La noche de un sábado cualquiera llegan a un modesto hostal del centro de Madrid una mujer todavía joven y su hijo de cinco años. No tiene reserva, por supuesto, llega de improviso, pero es lo habitual en ese establecimiento y hay una habitación libre para ellos. La señora que les recibe en la recepción no advierte nada fuera de lo normal; ha atendido muchas veces a personas como esta pareja.
Una mujer con pocos recursos que necesita un sitio para pasar la noche con su hijo y no puede pagar una habitación con baño en esa capital, en la que se encuentra por razones más o menos triviales o importantes. Aquí el baño es compartido, una sola estrella no obliga a más, aunque es un hostal limpio, de ambiente familiar. Y se cobra por adelantado: la mujer paga tres noches. La recepcionista dirá después, sin dejar de llorar, que el niño era muy simpático y educado, y que le dijo a su madre que tenía hambre y ella le aseguró que bajarían a cenar; se entendía que en un sitio cercano e igual de modesto.
Pero no bajaron. Una vez se cerró la puerta de la habitación dejó de oírse el menor ruido. En la habitación había un lavabo, pero los huéspedes solían pasar al baño antes de acostarse. En este caso no ocurrió, y llegó la mañana con igual silencio, que no se rompió cuando tocaron en la puerta para hacer la habitación.
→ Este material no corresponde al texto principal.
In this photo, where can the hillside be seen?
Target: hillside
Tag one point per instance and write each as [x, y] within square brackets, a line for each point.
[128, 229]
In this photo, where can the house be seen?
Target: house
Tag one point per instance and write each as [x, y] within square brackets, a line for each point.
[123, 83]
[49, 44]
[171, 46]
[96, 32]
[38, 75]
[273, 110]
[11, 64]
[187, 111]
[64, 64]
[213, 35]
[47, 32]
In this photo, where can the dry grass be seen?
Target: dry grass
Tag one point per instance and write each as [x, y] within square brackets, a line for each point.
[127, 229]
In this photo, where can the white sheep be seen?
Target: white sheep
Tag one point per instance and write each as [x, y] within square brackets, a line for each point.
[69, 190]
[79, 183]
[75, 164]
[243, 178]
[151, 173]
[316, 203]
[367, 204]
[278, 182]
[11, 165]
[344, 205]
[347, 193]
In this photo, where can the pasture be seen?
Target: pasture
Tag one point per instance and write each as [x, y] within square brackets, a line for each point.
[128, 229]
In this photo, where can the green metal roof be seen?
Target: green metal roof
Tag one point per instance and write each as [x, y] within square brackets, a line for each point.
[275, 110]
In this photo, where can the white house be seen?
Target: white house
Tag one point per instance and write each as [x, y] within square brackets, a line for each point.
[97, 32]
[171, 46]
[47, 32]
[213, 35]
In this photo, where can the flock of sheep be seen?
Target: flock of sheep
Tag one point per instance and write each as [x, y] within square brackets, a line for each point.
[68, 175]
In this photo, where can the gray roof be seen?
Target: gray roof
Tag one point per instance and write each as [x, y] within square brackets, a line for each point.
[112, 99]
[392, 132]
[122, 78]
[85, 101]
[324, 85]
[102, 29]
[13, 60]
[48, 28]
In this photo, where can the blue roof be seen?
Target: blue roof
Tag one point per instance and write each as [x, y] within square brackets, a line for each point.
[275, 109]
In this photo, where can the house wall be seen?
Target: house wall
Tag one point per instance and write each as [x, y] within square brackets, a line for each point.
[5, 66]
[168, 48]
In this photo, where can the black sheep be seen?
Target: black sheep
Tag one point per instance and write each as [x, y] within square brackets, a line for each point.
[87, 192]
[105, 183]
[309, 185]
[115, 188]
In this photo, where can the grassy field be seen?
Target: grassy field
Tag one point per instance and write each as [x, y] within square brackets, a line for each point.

Entrar sin permiso en una habitación de hotel ocupada equivale a un allanamiento de morada, y en el hostal deciden llamar a la policía. Y la policía contesta que esperen al día siguiente y, si sigue la situación igual, vuelvan a llamar. A lo peor, la respuesta se debe a que es domingo, o, también a lo peor, a que es un protocolo que se sigue en estos casos. Pero no deja de ser un protocolo criminal. Es obvio que tras la puerta de la habitación cerrada está pasando algo, y demorar un día más su apertura lo convertirá en irremediable.
Así fue, por desgracia. Cuando el lunes por la mañana vuelven a llamar y la policía abre la puerta se encuentran muertos a los dos. El niño sobre la cama, tapado, y su madre ahorcada con una sábana. Nunca sabremos por qué pagó dos noches de más, quizás para evitar sospechas, quizás porque necesitaba asegurarse el tiempo necesario. En la mesilla de noche se encontraron pastillas de ansiolíticos. Hace meses ocurrió lo mismo, cuando una mujer, acompañada de su hija de cinco años y de su madre sexagenaria, se registró en un hotel de Logroño. Allí suministraron benzodiacepinas a la niña para después asfixiarla. La abuela se suicidó, pero no la madre, que está en prisión.
En ambos casos el motivo es el mismo: las mujeres saben que han perdido la guarda y custodia de sus hijos, y prefieren morir y que ellos mueran. ¿Y por qué lo saben y todavía retienen a los niños? Porque un protocolo criminal demora su entrega para que supuestamente la separación sea menos traumática para ellos. No todos los psicólogos tienen sentido común. Y en Madrid, con el antecedente de Logroño, la policía demora todo un día la apertura de la puerta de la habitación.
La autopsia indicó que entre la muerte del niño y la de su madre pasaron unas siete horas, de modo que el domingo por la mañana a lo mejor se podría haber salvado a los dos o, al menos, a la madre. Pero un protocolo criminal –o la comodidad- lo impidió.